Il hésite à nouveau, il y a un nombre certain d’autres en face de lui.
Il corrige à nouveau :
« Nous voulons parler à qui commande. »
Au milieu du silence s’avancent un•e ancien•ne et un•e gamin•e, qui s’arrêtent face au contremaître, et d’une voix innocente et sage, lui disent :
« Ici, nous commandons toutes et tous. »
Le contremaître frémit, et frémit aussi la voix du Commandeur dans son dernier cri.
Le regard s’éveille. « Rêve étrange », se dit-il. Et, sans s’occuper du calendrier ni de la géographie, continuent la vie, la lutte, la résistance.
Du rêve bizarre il ne se rappelle que quelques mots :
« Ici, nous commandons toutes et tous. »
Deux :
Un autre regard depuis un autre calendrier et une autre géographie
(fragment d’une lettre reçue au quartier général de l’euzèdélène, sans date)
« Salut compas,
(…)
À mon avis, tout ça a été super. Mais je ne nie pas que ça, je le dis après coup. Ce serait trop facile de dire que j’ai parfaitement compris le silence et que rien ne m’a surpris. C’est faux, moi aussi le silence m’a énervé (évidemment, ça n’a rien à voir avec ce qui se raconte comme quoi avant les zapatistes ne parlaient pas, j’ai lu toutes ces histoires). La question, c’est que vue avec l’avantage des faits déjà passés, et en train de se passer, la conclusion apparaît totalement logique : nous sommes au milieu de l’initiative la plus audacieuse, au moins depuis l’insurrection, des zapatistes. Et ça a à voir avec tout, pas seulement la situation nationale, aussi l’internationale, enfin il me semble.
Permettez-moi de vous raconter ce que j’ai compris de ce qui, à mon avis, a été le fait le plus significatif de l’action du 21 [décembre 2012]. C’est sûr, il y a beaucoup de choses : l’organisation, l’effort militant, la démonstration de force, la présence des jeunes et des femmes, etc. Mais moi, ce qui m’a le plus impressionné, ça a été qu’ils marchent en portant des planches, et qu’en arrivant sur les places ils montent des estrades. Selon ce qui se racontait sur l’événement, beaucoup de médias privés et quelques-uns parmi les libres spéculaient sur l’arrivée des leaders zapatistes. Et ils ne se rendaient pas compte que les leaders zapatistes étaient déjà là. Que c’étaient les villages qui montaient sur l’estrade et disaient, sans parler, nous sommes ici, c’est ça que nous sommes, c’est ça que nous serons.
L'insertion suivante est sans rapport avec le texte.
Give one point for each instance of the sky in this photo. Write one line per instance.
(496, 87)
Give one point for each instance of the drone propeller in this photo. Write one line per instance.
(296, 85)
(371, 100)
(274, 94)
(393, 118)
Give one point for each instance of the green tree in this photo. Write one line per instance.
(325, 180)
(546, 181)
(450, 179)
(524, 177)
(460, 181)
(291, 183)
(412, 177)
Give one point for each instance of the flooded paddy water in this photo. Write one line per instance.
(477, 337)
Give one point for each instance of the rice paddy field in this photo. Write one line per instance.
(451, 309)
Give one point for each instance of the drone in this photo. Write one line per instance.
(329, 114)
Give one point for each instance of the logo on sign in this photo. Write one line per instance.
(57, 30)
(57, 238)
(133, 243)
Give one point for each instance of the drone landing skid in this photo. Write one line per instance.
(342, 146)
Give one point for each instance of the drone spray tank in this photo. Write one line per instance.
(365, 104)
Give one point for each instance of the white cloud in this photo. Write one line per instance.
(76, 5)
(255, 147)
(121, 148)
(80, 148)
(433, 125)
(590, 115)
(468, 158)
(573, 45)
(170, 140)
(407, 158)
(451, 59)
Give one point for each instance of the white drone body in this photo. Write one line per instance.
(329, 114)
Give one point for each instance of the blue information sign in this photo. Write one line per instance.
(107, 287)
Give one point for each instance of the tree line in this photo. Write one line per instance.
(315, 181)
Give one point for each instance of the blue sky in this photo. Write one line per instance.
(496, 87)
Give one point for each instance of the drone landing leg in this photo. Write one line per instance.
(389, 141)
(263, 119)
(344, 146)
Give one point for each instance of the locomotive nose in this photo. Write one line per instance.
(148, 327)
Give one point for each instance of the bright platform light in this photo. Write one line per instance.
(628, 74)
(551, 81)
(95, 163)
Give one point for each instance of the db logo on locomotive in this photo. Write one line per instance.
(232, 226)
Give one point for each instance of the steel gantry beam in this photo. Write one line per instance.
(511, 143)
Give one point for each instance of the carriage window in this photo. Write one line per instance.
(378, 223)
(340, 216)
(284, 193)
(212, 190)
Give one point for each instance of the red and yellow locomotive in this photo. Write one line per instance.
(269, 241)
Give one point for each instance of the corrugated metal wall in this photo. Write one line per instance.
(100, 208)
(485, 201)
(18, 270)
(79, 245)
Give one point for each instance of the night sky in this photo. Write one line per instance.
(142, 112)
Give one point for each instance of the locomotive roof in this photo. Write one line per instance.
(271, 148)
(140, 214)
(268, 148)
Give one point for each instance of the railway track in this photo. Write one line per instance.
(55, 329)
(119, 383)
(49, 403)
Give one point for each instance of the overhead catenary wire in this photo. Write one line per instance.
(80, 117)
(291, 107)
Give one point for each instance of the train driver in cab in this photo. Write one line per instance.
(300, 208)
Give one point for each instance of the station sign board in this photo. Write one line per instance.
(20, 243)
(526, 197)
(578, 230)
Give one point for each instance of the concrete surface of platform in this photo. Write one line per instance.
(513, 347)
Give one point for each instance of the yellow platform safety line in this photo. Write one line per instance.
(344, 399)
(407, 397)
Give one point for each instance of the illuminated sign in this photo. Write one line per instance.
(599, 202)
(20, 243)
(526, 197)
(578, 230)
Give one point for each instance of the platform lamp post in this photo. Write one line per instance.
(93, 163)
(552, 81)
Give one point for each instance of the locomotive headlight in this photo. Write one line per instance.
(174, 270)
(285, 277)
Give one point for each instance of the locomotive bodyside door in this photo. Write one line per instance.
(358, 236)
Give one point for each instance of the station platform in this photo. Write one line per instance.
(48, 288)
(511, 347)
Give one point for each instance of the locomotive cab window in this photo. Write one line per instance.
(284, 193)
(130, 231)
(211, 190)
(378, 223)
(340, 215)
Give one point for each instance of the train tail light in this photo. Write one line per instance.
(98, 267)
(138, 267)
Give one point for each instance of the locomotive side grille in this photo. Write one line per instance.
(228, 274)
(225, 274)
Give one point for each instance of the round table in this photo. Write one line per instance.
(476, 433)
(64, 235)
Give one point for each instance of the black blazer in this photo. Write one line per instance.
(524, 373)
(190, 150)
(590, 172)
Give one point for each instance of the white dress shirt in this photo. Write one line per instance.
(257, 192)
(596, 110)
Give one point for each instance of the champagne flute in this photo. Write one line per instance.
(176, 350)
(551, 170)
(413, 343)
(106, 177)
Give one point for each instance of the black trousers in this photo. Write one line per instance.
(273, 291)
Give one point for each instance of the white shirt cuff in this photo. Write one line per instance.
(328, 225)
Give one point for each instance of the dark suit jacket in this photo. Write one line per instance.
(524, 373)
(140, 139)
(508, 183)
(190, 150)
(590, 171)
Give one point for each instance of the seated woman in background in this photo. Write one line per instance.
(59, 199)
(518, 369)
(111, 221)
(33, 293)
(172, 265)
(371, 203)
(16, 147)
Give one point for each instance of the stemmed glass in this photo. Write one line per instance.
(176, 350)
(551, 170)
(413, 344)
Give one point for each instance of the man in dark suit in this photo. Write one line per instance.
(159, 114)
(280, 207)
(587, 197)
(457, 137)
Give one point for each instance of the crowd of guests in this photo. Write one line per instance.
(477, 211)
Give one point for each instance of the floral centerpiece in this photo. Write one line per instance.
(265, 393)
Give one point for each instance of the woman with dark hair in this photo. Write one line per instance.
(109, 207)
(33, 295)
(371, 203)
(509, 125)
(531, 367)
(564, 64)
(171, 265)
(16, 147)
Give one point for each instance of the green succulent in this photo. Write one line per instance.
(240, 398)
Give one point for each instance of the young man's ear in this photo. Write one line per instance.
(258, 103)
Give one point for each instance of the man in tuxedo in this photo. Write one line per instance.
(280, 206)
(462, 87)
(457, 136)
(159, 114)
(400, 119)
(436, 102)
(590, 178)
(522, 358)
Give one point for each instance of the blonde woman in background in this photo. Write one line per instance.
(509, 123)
L’estrade a été pour ceux qui devaient y monter. Personne n’y a fait attention, je crois, et pourtant je suis persuadé que c’est là que se trouve, comme dans une noix, le sens profond d’une nouvelle façon de faire de la politique. Ce qui rompt avec tout le vieux, la seule chose véritablement nouvelle, la seule qui mérite d’avoir [illisible dans l’original] « XXIe siècle ».
L’âme plébéienne et libertaire de ce qui a été dans l’histoire des moments conjoncturels s’est construite ici sans grands étalages théoriques. Plutôt avec une pratique souterraine. Cela a déjà trop d’années pour être un caprice. C’est maintenant un processus social historique long et solide sur le terrain de l’auto-organisation.
À la fin ils ont démonté leurs estrades, qui sont redevenues des planches, et nous devrions tous avoir un peu honte, être plus modestes et simples et reconnaître que quelque chose d’inattendu et de nouveau se trouve face à nos yeux, et que nous devons regarder, nous taire, écouter et apprendre.
Une embrassade à tous et toutes. J’espère que vous allez aussi bien que possible.
El Chueco »
Trois :
« Conduite à tenir au cas où… on vous regarde »
Si quelqu’un vous regarde, et vous vous rendez compte que…
Il ou elle ne vous regarde pas comme si vous étiez transparent,
ne cherche pas à vous convaincre que oui ou que non,
ne cherche pas à vous coopter,
ne veut pas vous recruter,
ne veut pas vous diriger,
ne veut pas vous juger-vous condamner-vous absoudre
ne veut pas vous utiliser,
ne veut pas vous dire ce que vous pouvez faire ou pas,
ne veut pas vous donner de conseils, de recommandations ni d’ordres,
ne veut pas vous reprocher de ne pas savoir, et pas non plus de savoir,
ne vous méprise pas,
ne veut pas vous acheter votre vieille voiture, votre visage, votre corps, votre avenir, votre dignité, votre volonté,
ne cherche pas à vous vendre quoi que ce soit…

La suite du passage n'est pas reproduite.